Farming remained the way of life for many in the vast rural areas beyond these new towns, but year by year the percentage of the population earning their livelihood through agriculture declined as the denser suburban population close to Washington grew. New communities also began to appear as the increasing use of the automobile allowed for further residential development, in some cases at a distance from railroad and trolley lines; Cheverly, Greenbelt, District Heights, New Carrollton, and Glenarden are examples of this trend. Prince George's had been a county of 30,000 persons in 1900; it became a county of 60,000 in 1930, and by 1950 had increased to almost 200,000. In the mid-1960s, the construction of the Capital Beltway defined the boundary between urban and suburban/rural Prince George's County, and the suburbs continued to expand and spread. By 1970 the county's population had reached 660,000, and less than a third of its population lived outside the Beltway. A sewer moratorium and a large drop in average household size combined to slow the population explosion during the 1970s, so that the population increased only to 665,000 in 1980. The pace of residential development, particularly an increase in the number of single-family homes, picked up after 1980 and continued through 2000; most of these new single-family houses were built outside the Beltway. By the year 2000, when the population reached 800,000, over half the county's population lived outside the Beltway.

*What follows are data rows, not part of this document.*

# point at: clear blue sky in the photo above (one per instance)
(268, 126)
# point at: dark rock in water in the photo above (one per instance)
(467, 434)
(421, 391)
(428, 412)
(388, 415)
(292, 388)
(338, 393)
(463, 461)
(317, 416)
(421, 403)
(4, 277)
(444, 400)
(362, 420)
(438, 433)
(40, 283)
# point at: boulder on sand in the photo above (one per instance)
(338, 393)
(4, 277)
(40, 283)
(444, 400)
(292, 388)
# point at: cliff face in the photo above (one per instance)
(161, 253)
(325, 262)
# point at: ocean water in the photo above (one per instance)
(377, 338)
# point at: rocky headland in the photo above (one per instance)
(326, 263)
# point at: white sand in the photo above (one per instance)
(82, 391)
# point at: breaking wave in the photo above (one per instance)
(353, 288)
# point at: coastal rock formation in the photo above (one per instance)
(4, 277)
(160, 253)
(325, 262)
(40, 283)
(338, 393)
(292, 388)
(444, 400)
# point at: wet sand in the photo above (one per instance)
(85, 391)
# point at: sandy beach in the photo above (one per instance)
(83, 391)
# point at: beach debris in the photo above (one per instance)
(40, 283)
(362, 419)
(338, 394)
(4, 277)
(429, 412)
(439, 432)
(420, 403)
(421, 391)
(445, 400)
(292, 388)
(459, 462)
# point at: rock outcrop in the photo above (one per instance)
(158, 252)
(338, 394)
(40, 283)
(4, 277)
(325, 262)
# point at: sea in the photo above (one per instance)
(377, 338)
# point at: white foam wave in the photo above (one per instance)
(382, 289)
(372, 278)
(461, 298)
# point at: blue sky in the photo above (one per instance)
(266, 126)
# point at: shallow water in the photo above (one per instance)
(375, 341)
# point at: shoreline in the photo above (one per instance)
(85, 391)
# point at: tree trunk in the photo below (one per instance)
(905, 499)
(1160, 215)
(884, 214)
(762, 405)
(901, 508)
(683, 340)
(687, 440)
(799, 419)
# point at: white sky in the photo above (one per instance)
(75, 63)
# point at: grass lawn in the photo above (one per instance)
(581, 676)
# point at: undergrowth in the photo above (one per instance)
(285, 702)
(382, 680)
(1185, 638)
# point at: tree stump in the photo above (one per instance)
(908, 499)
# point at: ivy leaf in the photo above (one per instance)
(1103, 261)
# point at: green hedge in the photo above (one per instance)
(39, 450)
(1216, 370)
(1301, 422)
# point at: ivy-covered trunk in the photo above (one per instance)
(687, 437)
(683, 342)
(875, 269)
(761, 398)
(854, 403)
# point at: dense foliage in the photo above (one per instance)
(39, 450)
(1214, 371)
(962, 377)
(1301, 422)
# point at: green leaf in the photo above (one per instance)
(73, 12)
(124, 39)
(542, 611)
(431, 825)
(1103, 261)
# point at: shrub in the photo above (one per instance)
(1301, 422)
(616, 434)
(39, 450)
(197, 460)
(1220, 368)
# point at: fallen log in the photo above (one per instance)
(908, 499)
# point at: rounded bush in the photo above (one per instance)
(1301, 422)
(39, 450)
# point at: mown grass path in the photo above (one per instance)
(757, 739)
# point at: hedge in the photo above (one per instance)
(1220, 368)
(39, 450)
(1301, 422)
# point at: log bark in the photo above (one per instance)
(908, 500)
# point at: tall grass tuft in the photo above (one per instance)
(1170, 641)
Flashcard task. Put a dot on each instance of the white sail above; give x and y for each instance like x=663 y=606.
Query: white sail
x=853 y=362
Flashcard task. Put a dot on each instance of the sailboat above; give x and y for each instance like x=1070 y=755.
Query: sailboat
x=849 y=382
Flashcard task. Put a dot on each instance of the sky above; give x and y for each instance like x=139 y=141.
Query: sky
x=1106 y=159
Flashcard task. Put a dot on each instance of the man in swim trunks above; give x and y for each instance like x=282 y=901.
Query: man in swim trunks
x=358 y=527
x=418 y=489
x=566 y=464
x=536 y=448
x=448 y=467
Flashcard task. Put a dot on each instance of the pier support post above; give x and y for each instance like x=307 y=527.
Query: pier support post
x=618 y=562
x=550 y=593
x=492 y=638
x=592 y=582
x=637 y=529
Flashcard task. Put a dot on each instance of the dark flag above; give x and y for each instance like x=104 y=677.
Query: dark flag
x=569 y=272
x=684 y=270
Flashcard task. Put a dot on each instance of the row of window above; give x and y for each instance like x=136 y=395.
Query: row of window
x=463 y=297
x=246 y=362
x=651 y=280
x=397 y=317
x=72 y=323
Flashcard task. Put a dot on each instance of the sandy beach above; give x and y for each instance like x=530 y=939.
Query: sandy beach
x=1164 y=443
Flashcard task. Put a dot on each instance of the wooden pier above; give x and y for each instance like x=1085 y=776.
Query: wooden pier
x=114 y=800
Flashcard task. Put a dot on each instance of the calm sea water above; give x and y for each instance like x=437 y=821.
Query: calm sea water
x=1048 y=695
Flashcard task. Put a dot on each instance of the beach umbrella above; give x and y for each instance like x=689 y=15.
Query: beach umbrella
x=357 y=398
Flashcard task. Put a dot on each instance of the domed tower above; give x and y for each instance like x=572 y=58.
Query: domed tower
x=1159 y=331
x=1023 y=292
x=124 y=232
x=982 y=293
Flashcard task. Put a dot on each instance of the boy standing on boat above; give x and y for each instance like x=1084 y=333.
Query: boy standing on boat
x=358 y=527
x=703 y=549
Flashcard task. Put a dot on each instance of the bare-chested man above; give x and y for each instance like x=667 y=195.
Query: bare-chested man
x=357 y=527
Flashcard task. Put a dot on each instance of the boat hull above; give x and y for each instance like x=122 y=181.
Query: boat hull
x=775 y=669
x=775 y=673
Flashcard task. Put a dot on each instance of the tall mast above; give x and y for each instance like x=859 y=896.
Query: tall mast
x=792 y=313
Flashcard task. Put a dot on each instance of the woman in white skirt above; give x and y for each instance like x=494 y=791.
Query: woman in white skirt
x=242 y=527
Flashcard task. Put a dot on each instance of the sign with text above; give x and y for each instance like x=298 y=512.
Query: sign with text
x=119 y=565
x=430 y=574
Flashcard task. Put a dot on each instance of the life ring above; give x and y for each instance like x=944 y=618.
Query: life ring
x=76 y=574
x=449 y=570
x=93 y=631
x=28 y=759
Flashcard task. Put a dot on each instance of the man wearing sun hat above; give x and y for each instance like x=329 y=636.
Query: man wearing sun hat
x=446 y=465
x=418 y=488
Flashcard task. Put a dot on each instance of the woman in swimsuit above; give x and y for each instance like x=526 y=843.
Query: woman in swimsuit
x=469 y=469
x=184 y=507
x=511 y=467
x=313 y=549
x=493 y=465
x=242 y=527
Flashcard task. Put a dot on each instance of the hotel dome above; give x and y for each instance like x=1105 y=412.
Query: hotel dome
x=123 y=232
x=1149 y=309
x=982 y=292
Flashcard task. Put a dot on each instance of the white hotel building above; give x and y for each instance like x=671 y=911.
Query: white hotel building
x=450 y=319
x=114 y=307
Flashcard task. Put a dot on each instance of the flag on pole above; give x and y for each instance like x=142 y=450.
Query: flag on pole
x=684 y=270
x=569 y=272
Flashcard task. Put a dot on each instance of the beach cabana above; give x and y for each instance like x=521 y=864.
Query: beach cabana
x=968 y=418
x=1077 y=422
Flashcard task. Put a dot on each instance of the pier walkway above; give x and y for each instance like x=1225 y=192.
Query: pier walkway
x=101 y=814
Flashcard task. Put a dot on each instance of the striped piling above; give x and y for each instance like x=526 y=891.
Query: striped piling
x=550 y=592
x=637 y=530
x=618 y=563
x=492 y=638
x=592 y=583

Many changes have come to Prince George's County during the 300 years since it was established. Once a rough and challenging frontier land with small groups of settlers pursuing commerce and agriculture, the county developed during the eighteenth and nineteenth centuries into a prosperous, sophisticated tobacco society. When that society met its end in war, small farms growing tobacco and other crops and local commerce became the dominant ways of life, until Prince George's County finally became part of the expanding metropolitan area of Washington, D.C., and now is a place where men and women of all creeds, religions, races, national origins, and economic positions live and work. But despite these great changes, reminders of the past are all around us, sometimes hidden from sight and sometimes unrecognizable to the newcomer. Although most of its citizens live in an urban setting today, much of the land still retains its rural character, and agriculture is still the way of life for some. If Prince Georgians of today head out of the city, beyond the Beltway and suburban developments into the large areas that are still country, they can walk into the woods or along the creeks and rivers and see, if just for a moment, a Prince George's County that the first settlers might have seen more than 300 years ago.